Le Synaco et la Nouvelle Opaco contestent le relèvement de l’acompte sur impôt à l’importation, et dénoncent une mesure sans concertation et susceptible d’accentuer les difficultés des entreprises et la vie chère.
Le Sydicat national des commerçants (Synaco) et la Nouvelle Opaco (Organisatio patronale des Comores) contestent la nouvelle mesure portant sur l’Acompte sur impôt (AI) à l’importation, entrée en vigueur le 1er septembre 2026. Elles dénoncent notamment le relèvement du taux de 1 % à 10 %, l’absence de concertation avec le secteur privé et le risque d’une répercussion sur les prix à la consommation.
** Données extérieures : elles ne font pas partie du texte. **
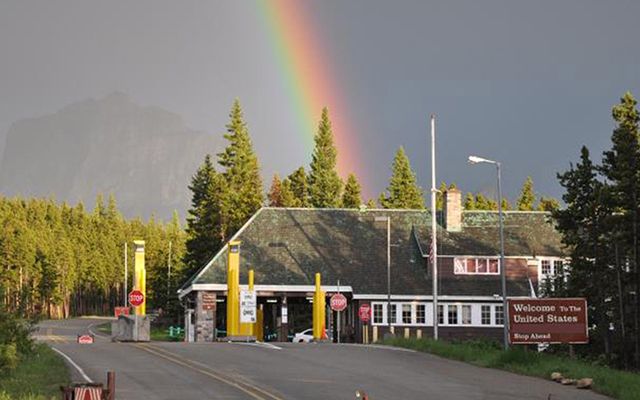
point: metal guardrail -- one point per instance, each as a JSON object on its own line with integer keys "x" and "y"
{"x": 91, "y": 391}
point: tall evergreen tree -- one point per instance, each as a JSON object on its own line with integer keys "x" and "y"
{"x": 469, "y": 201}
{"x": 275, "y": 192}
{"x": 583, "y": 224}
{"x": 325, "y": 185}
{"x": 244, "y": 193}
{"x": 286, "y": 194}
{"x": 403, "y": 190}
{"x": 299, "y": 188}
{"x": 203, "y": 219}
{"x": 620, "y": 166}
{"x": 352, "y": 193}
{"x": 526, "y": 201}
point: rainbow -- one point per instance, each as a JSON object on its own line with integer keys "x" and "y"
{"x": 307, "y": 76}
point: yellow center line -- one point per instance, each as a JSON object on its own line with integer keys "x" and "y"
{"x": 249, "y": 389}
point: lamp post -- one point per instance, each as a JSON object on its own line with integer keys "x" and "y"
{"x": 503, "y": 267}
{"x": 387, "y": 219}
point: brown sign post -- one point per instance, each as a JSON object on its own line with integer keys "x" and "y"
{"x": 534, "y": 321}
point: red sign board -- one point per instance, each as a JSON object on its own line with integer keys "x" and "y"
{"x": 85, "y": 339}
{"x": 364, "y": 312}
{"x": 208, "y": 301}
{"x": 338, "y": 302}
{"x": 136, "y": 298}
{"x": 118, "y": 311}
{"x": 547, "y": 321}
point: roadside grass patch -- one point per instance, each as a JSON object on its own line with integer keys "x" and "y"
{"x": 618, "y": 384}
{"x": 38, "y": 376}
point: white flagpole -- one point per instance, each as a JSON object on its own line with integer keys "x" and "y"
{"x": 434, "y": 249}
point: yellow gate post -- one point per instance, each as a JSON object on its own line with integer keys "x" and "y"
{"x": 318, "y": 311}
{"x": 140, "y": 276}
{"x": 233, "y": 289}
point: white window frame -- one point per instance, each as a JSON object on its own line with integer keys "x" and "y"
{"x": 476, "y": 314}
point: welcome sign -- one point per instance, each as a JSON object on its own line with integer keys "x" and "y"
{"x": 534, "y": 321}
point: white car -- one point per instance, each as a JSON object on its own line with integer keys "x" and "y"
{"x": 303, "y": 337}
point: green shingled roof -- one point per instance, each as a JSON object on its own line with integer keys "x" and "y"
{"x": 288, "y": 246}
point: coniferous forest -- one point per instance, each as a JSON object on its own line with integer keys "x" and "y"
{"x": 60, "y": 260}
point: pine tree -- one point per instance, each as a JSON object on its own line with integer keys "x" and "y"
{"x": 244, "y": 191}
{"x": 275, "y": 192}
{"x": 583, "y": 224}
{"x": 620, "y": 167}
{"x": 352, "y": 197}
{"x": 527, "y": 197}
{"x": 324, "y": 183}
{"x": 203, "y": 221}
{"x": 440, "y": 195}
{"x": 548, "y": 204}
{"x": 403, "y": 191}
{"x": 469, "y": 201}
{"x": 299, "y": 188}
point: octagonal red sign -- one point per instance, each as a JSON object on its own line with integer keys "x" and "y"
{"x": 338, "y": 302}
{"x": 136, "y": 298}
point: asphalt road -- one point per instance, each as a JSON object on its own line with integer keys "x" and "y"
{"x": 285, "y": 371}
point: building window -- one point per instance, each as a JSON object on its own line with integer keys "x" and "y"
{"x": 476, "y": 266}
{"x": 377, "y": 314}
{"x": 406, "y": 313}
{"x": 545, "y": 267}
{"x": 392, "y": 314}
{"x": 421, "y": 313}
{"x": 453, "y": 314}
{"x": 499, "y": 316}
{"x": 486, "y": 315}
{"x": 466, "y": 314}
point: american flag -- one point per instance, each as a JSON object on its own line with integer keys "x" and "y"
{"x": 87, "y": 393}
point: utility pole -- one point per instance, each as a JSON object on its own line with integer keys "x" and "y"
{"x": 434, "y": 228}
{"x": 169, "y": 272}
{"x": 126, "y": 275}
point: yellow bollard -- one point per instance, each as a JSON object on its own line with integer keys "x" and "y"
{"x": 318, "y": 311}
{"x": 248, "y": 329}
{"x": 140, "y": 276}
{"x": 233, "y": 288}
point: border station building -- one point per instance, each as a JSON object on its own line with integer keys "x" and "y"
{"x": 287, "y": 246}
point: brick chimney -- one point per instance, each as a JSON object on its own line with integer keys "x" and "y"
{"x": 453, "y": 210}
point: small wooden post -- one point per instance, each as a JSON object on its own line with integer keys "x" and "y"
{"x": 111, "y": 385}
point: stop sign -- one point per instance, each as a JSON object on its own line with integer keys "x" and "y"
{"x": 364, "y": 312}
{"x": 136, "y": 298}
{"x": 338, "y": 302}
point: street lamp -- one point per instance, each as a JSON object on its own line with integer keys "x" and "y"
{"x": 503, "y": 267}
{"x": 387, "y": 219}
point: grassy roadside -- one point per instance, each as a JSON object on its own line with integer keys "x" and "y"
{"x": 37, "y": 377}
{"x": 160, "y": 334}
{"x": 618, "y": 384}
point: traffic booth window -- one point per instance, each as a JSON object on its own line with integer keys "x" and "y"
{"x": 377, "y": 314}
{"x": 420, "y": 314}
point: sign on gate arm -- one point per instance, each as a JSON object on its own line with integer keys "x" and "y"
{"x": 136, "y": 298}
{"x": 338, "y": 302}
{"x": 85, "y": 339}
{"x": 534, "y": 321}
{"x": 364, "y": 312}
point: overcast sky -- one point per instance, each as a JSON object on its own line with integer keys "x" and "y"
{"x": 524, "y": 82}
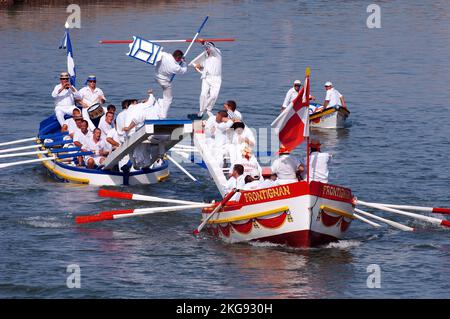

Les deux organisations ont convié la presse, le samedi 12 septembre dernier au restaurant Le Select, pour exposer leurs préoccupations. Le président du Synaco, Abdou Boina, a vivement contesté la décision du ministère des Finances. «Nous sommes surpris de voir que le gouvernement a pris la décision d’augmenter de 10 % les taxes douanières sans aucune consultation», a-t-il déclaré. Le responsable syndical a affirmé que les opérateurs économiques n’entendent pas accepter cette décision. «Nous n’acceptons pas et nous n’accepterons pas la décision d’augmentation de 10 % des taxes. Nous espérons que le ministre des Finances, le directeur général des Douanes et le directeur général des Impôts nous inviteront très bientôt pour parler de cette décision», a-t-il insisté.
De son côté, le représentant de la Nouvelle Opaco, Hamidou Mhoma, a expliqué : «L’Acompte sur impôt, cette taxe, nous payons généralement 1 % sur la valeur Caf de la marchandise. Maintenant, c’est 10 % de la valeur.» Selon l’analyse présentée par le patron de Graphica, le nouveau dispositif crée une différence de traitement entre les catégories d’entreprises. Les importateurs enregistrés auprès de la Direction des grandes et moyennes entreprises (Dgme) bénéficieraient d’un taux de 0 %, tandis que les entreprises qui n’en relèvent pas, notamment les très petites entreprises (TPE) assujetties à la taxe professionnelle unique (TPU), seraient soumises à un taux de 10 %.
Pour Hamidou Mhoma, cette distinction pourrait instaurer une concurrence déséquilibrée entre des entreprises pourtant régulièrement déclarées. «Le problème du nouveau tarif, c’est qu’il pénalise des entreprises formelles qui travaillent déjà dans le respect de leurs obligations fiscales», estime-t-il. Le représentant de l’Opaco redoute également une répercussion du surcoût sur les consommateurs. Selon lui, l’augmentation de l’acompte sur impôt pourrait accentuer la pression sur les prix et contribuer à aggraver la vie chère.
Risque sur les importations
Le patronat s’inquiète par ailleurs de la conjoncture des importations. Une étude de l’Observatoire de la Chambre de commerce fait état d’une baisse de près de 9 % des importations de certains produits de première nécessité au premier semestre. Pour les organisations patronales, une hausse de la fiscalité à l’importation pourrait accentuer cette tendance et, à terme, réduire les recettes douanières attendues.
Synaco et Nouvelle Opaco regrettent enfin l’absence de concertation préalable avec les opérateurs économiques. Ils rappellent qu’une convention destinée à encadrer les relations entre la douane et le secteur privé avait été signée en août 2023.Face à cette situation, le secteur privé demande la suspension de la nouvelle mesure afin d’ouvrir un dialogue avec les autorités. Il préconise également une révision des seuils de chiffre d’affaires servant à catégoriser les entreprises et un ciblage plus précis des acteurs totalement informels.